Spring is the worst time for hawks taking chickens. They've got young to raise and are more aggressive. 

I've got hotwire around the outside of my pens. It's been quite effective at driving four legged predators off.


----------



## jnde207 (Dec 1, 2021)

Yeah, we didn't have an issue until the neighboring ranch let the coyotes get his cattle and then it drew in the buzzards so the chicken hawks had to come in and get their share, we never had any anywhere that I could see and I guess when they came in they saw everything else around here and just stayed here, I've seen them mating a few weeks ago, so I'm guessing there will be 3 or 4 more around here pretty soon.





robin416 said:


> Spring is the worst time for hawks taking chickens. They've got young to raise and are more aggressive.
> 
> I've got hotwire around the outside of my pens. It's been quite effective at driving four legged predators off.


----------



## robin416 (Sep 8, 2013)

Once predators have figured out there are easy meals to be had they do tend to hang around. But you've got your birds secured. Has your neighbor also secured theirs?


----------



## jnde207 (Dec 1, 2021)

Oh yeah, mine are in a fenced in yard connected to the coop and it all as a deer fence mesh top over it, it's a nice lil setup, I also put the tin on the sides 2 feet into the ground to stop anything from digging in during the night.
As far as my neighbor, he's just now starting to put a top over his chicken yard, but he's already lost a lot of adult chickens plus lil biddies that he's hatched, since he's had them I think only 2 maybe 3 that have been born there, have survived.


----------



## robin416 (Sep 8, 2013)

All it takes for someone to get serious is to begin to get high losses.

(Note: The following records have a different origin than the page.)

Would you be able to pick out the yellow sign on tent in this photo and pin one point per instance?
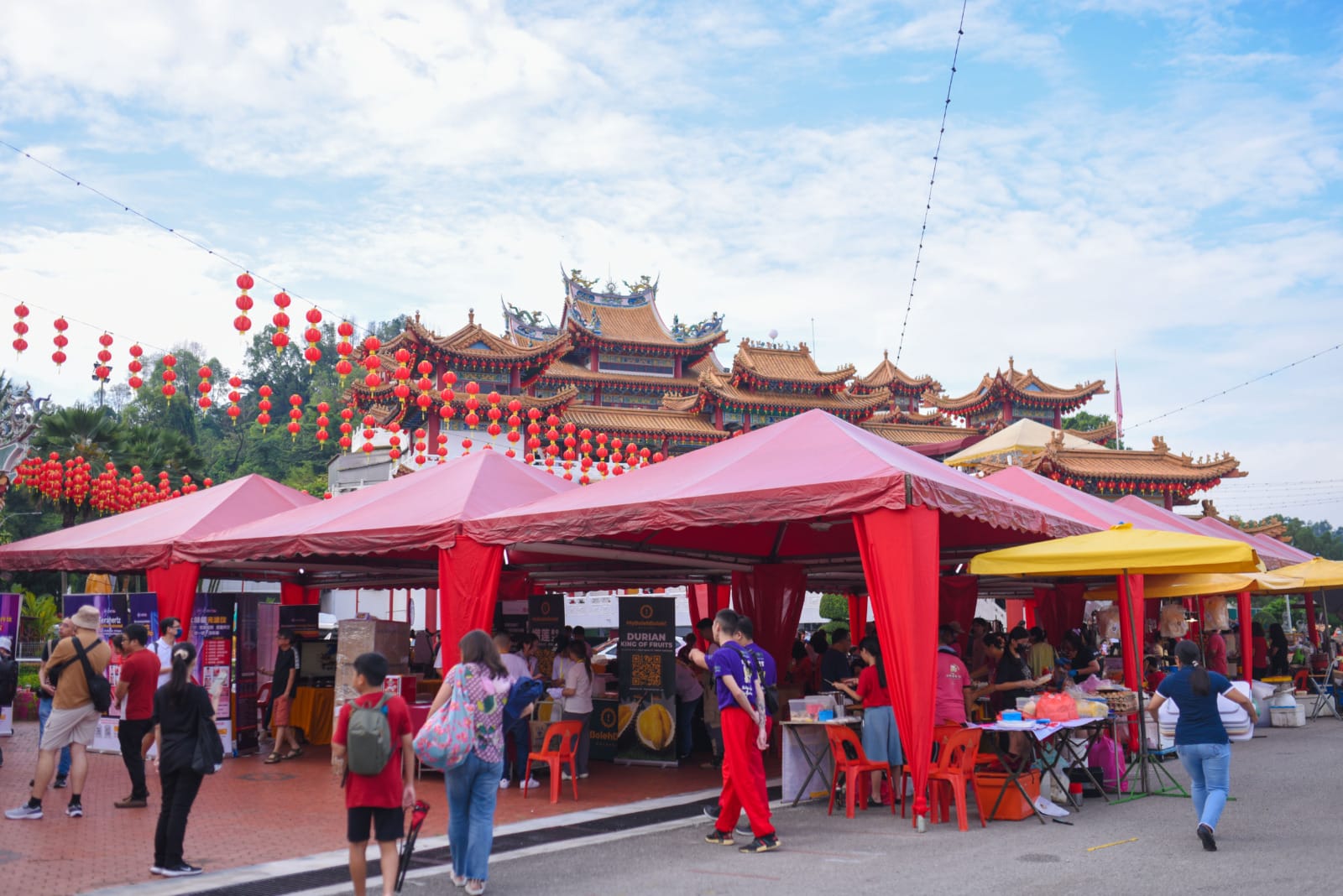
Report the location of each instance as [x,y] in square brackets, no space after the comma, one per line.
[1118,550]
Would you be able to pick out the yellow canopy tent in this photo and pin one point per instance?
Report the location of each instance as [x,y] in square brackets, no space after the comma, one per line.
[1128,555]
[1121,550]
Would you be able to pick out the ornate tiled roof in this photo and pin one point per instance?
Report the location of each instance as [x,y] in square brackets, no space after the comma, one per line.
[719,389]
[640,425]
[896,380]
[1018,387]
[1130,471]
[472,342]
[772,367]
[630,320]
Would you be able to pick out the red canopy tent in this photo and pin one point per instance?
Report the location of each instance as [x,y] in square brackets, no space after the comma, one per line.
[400,531]
[145,538]
[805,501]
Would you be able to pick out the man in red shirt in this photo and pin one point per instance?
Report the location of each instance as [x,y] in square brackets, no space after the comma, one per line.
[378,800]
[136,696]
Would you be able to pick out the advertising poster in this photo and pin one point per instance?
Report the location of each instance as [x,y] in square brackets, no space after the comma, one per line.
[546,620]
[212,633]
[113,611]
[8,628]
[646,659]
[246,680]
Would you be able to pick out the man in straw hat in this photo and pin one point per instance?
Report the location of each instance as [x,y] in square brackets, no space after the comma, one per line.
[73,715]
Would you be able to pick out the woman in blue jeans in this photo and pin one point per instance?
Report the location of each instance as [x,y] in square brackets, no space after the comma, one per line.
[1199,737]
[473,786]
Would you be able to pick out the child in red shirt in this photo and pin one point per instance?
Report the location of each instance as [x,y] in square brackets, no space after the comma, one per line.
[378,801]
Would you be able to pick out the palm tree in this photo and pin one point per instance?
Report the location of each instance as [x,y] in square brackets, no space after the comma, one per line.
[91,434]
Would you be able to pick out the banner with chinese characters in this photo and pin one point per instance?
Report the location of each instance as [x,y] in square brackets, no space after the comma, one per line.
[646,660]
[10,605]
[546,620]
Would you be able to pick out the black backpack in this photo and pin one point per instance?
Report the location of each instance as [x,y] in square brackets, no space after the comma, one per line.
[100,688]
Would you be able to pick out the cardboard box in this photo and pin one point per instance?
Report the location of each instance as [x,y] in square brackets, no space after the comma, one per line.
[363,636]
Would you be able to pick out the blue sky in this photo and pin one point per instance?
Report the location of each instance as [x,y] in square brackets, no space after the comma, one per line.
[1152,179]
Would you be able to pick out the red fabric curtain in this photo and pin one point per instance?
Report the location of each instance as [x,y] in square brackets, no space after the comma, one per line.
[857,616]
[468,588]
[1130,589]
[899,550]
[295,595]
[1246,616]
[771,595]
[957,598]
[176,589]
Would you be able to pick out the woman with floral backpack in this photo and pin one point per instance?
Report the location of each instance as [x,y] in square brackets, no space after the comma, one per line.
[477,690]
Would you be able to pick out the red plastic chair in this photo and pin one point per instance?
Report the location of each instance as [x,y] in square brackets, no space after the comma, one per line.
[955,772]
[940,734]
[559,748]
[853,766]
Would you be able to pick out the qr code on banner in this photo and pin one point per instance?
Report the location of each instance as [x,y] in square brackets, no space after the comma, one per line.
[646,671]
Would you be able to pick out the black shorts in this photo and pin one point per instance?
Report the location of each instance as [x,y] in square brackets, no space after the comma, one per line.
[389,824]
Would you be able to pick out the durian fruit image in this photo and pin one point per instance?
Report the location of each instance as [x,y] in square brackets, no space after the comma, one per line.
[656,727]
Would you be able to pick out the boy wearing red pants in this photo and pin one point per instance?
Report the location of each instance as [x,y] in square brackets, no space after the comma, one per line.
[745,737]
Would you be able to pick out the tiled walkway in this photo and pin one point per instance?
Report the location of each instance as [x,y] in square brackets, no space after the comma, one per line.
[246,813]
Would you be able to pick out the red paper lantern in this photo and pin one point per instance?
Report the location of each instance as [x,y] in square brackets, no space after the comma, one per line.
[20,327]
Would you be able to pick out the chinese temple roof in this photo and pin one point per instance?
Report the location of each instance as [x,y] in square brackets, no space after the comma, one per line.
[641,425]
[896,380]
[1119,472]
[1018,387]
[772,367]
[716,388]
[473,347]
[630,320]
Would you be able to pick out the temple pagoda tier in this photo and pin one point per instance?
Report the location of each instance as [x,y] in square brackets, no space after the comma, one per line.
[1158,475]
[1011,394]
[906,392]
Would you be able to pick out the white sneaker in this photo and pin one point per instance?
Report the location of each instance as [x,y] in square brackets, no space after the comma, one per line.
[24,813]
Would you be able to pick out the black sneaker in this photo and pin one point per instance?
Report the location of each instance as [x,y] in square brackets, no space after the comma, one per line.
[1205,833]
[766,844]
[180,871]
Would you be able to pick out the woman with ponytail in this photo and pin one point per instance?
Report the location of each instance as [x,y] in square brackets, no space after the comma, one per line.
[179,708]
[1201,739]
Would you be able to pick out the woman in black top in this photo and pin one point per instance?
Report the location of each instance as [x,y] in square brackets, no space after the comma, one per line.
[179,707]
[1278,651]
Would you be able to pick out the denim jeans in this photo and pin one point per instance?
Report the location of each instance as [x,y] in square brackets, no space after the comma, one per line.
[1209,766]
[44,714]
[472,790]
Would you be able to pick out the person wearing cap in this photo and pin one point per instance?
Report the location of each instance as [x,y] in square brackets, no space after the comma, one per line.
[47,691]
[74,721]
[8,678]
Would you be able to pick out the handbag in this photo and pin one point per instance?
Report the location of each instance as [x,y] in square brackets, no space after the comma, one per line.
[208,754]
[449,735]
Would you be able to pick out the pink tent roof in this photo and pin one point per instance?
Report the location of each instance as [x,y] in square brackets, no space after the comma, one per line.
[144,538]
[732,497]
[1272,551]
[409,513]
[1079,504]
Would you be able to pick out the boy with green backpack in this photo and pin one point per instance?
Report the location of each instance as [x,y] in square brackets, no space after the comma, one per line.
[373,754]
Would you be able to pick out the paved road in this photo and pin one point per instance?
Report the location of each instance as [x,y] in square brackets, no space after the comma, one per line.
[1282,833]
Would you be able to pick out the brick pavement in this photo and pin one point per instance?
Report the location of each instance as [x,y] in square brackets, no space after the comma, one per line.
[246,813]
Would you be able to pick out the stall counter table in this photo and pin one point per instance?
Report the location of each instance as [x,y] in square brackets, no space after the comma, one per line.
[313,710]
[806,753]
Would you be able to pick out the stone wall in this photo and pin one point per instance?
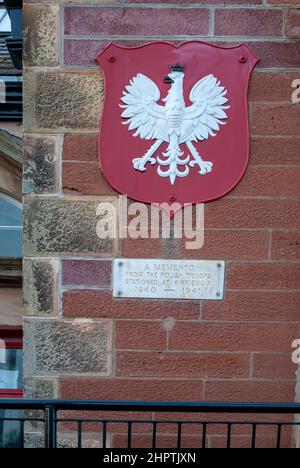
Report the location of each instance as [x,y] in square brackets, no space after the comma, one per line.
[93,346]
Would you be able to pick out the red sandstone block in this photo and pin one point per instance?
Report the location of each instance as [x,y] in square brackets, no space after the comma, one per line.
[250,391]
[272,54]
[130,389]
[274,150]
[231,245]
[203,2]
[269,182]
[84,179]
[248,22]
[137,334]
[275,119]
[292,27]
[273,366]
[136,21]
[163,441]
[254,306]
[80,148]
[86,272]
[264,276]
[172,364]
[266,438]
[285,245]
[142,248]
[222,336]
[89,303]
[276,54]
[272,86]
[283,2]
[252,213]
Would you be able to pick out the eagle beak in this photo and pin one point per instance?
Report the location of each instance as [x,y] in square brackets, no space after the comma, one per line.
[168,80]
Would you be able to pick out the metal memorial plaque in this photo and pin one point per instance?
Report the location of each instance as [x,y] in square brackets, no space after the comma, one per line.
[168,279]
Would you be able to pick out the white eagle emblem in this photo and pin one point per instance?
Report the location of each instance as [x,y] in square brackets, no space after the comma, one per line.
[174,123]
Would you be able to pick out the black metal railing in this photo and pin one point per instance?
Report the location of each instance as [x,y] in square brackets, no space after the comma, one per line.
[133,424]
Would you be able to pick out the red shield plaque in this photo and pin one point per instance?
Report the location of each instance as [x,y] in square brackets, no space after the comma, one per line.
[175,120]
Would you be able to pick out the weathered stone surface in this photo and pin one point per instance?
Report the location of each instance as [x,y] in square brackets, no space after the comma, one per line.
[65,440]
[63,100]
[41,35]
[67,346]
[40,164]
[292,28]
[40,388]
[11,307]
[56,226]
[40,287]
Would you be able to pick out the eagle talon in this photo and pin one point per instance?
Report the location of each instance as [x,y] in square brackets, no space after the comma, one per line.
[205,166]
[140,163]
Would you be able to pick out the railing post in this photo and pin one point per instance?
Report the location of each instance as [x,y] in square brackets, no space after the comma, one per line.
[50,427]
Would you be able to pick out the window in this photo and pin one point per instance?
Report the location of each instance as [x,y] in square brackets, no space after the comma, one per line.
[11,235]
[5,24]
[11,378]
[11,363]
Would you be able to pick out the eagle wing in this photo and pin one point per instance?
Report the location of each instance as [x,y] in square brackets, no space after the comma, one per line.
[142,113]
[204,117]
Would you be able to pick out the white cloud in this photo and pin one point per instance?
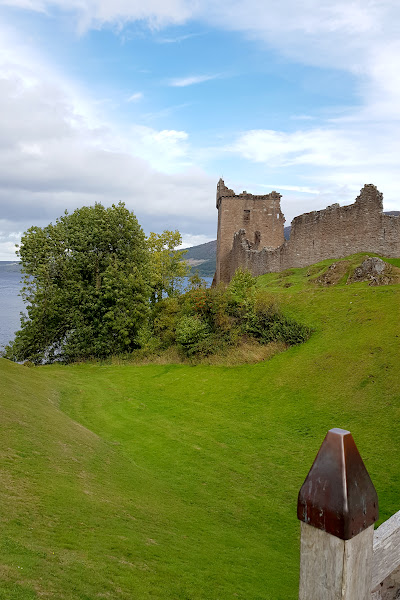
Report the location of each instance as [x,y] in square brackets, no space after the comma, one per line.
[135,97]
[191,80]
[57,153]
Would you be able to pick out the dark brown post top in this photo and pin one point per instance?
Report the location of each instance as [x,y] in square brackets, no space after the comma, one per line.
[338,495]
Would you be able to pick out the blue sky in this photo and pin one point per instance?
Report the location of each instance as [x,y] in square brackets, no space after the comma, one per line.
[150,103]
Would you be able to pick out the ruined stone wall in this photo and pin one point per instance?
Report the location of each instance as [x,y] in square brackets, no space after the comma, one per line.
[334,232]
[259,216]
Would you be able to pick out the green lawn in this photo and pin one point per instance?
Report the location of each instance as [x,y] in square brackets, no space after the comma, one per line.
[180,482]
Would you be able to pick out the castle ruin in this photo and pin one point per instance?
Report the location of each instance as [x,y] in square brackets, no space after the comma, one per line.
[250,232]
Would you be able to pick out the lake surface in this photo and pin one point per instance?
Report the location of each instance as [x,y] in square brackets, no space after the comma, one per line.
[11,303]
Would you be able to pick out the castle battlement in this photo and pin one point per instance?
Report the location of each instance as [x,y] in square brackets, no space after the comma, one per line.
[250,232]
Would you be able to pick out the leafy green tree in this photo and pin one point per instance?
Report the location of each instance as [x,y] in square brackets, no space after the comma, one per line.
[167,267]
[86,285]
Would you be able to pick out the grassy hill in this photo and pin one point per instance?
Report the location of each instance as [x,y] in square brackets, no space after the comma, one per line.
[180,482]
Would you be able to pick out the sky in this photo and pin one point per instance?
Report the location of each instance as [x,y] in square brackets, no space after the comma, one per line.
[150,103]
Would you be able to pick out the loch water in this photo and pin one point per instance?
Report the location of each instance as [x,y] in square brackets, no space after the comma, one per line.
[11,304]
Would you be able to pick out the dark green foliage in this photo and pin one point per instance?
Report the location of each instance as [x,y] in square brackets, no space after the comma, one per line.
[204,321]
[86,286]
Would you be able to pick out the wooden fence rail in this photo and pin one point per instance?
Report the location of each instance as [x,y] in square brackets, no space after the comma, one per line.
[341,557]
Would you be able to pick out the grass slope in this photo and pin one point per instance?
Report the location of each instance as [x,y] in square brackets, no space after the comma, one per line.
[181,482]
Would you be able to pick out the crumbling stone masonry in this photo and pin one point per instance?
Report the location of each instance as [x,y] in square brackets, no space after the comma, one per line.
[250,232]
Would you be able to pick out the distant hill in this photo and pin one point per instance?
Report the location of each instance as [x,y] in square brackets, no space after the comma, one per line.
[11,266]
[202,258]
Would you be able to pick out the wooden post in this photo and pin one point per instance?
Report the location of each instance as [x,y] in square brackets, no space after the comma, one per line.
[338,506]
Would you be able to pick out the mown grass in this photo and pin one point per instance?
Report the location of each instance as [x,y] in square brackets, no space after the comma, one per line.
[176,481]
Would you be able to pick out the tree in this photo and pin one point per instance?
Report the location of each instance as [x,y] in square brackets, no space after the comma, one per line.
[167,267]
[86,285]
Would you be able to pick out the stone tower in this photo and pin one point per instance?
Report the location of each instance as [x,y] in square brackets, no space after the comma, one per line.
[261,218]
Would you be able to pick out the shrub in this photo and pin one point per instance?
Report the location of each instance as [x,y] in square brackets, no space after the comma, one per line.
[190,332]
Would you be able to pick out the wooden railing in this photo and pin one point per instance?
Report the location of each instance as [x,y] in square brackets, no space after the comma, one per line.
[341,556]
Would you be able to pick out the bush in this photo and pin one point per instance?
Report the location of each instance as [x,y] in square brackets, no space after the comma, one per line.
[191,331]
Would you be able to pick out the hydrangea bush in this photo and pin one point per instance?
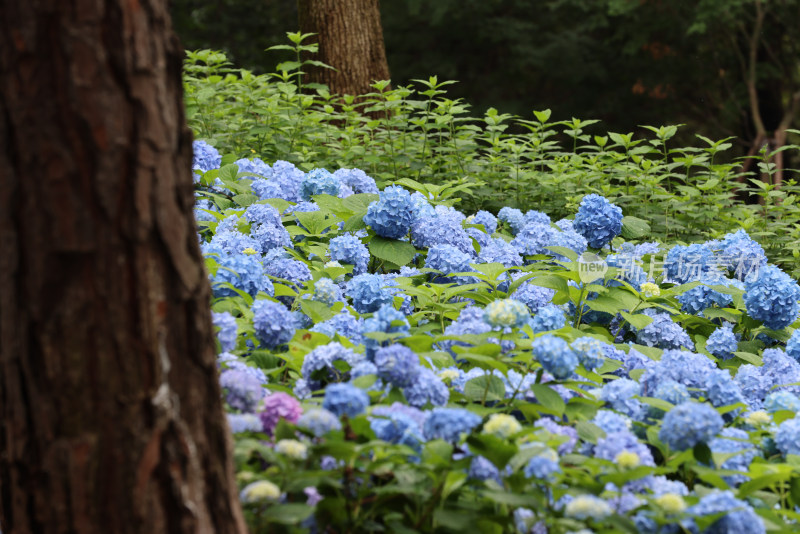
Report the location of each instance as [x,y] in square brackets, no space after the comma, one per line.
[383,372]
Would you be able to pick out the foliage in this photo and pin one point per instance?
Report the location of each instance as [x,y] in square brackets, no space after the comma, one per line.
[417,135]
[515,450]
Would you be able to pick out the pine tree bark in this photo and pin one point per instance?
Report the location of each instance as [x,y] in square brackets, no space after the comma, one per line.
[350,39]
[112,419]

And to see how simple it was for you to prevent the overhead attacks.


----------



## janamsingh (Mar 31, 2020)

I had a similar rooster but I don't know whether it was exactly an RIR but it had almost the similar colors. when it was a chick, I still remember that it was quite conservative, but when it grew up, it used to jump in the air and attack you  and yes of course it's neck was remarkable


----------



## jnde207 (Dec 1, 2021)

Yeah, he was the same way mentally, he was the most docile rooster in the bunch that we picked him out of to bring home with us, and he was cool and laid-back, he got along with our hens really great, we run a very calm and peaceful "farm", so yes he was awesome, but one day he just snapped and jumped at me, but that was his last time, then a few days later he jumped at my son and his mother, but I don't think they disciplined him the way I did so he continues to do it.
The reason I believe that he's a brown leghorn is because of the white spot in his tail feathers, and the colors in his neck.
Also, another reason I believe that he's a brown leghorn is because of his offspring not being "golden" which is a dominant trait from the RIR rooster when you need them with a white leghorn hen.
He keeps throwing off a chicken that looks exactly like the California white, it has the black spots on it.
I keep digging and digging but I've never gotten a definite answer from anywhere I've looked.





janamsingh said:


> I had a similar rooster but I don't know whether it was exactly an RIR but it had almost the similar colors. when it was a chick, I still remember that it was quite conservative, but when it grew up, it used to jump in the air and attack you  and yes of course it's neck was remarkable


----------



## janamsingh (Mar 31, 2020)

don't know that many details but that little chick looks pretty different. it will be interesting the see the color patterns on that chick when it grows up


----------



## jnde207 (Dec 1, 2021)

Yeah, I'm pretty sure it's a hen, and supposedly the hens are the colorful ones in sex links, and the males are the dull plain ones, but I guess only time will tell....





janamsingh said:


> don't know that many details but that little chick looks pretty different. it will be interesting the see the color patterns on that chick when it grows up


----------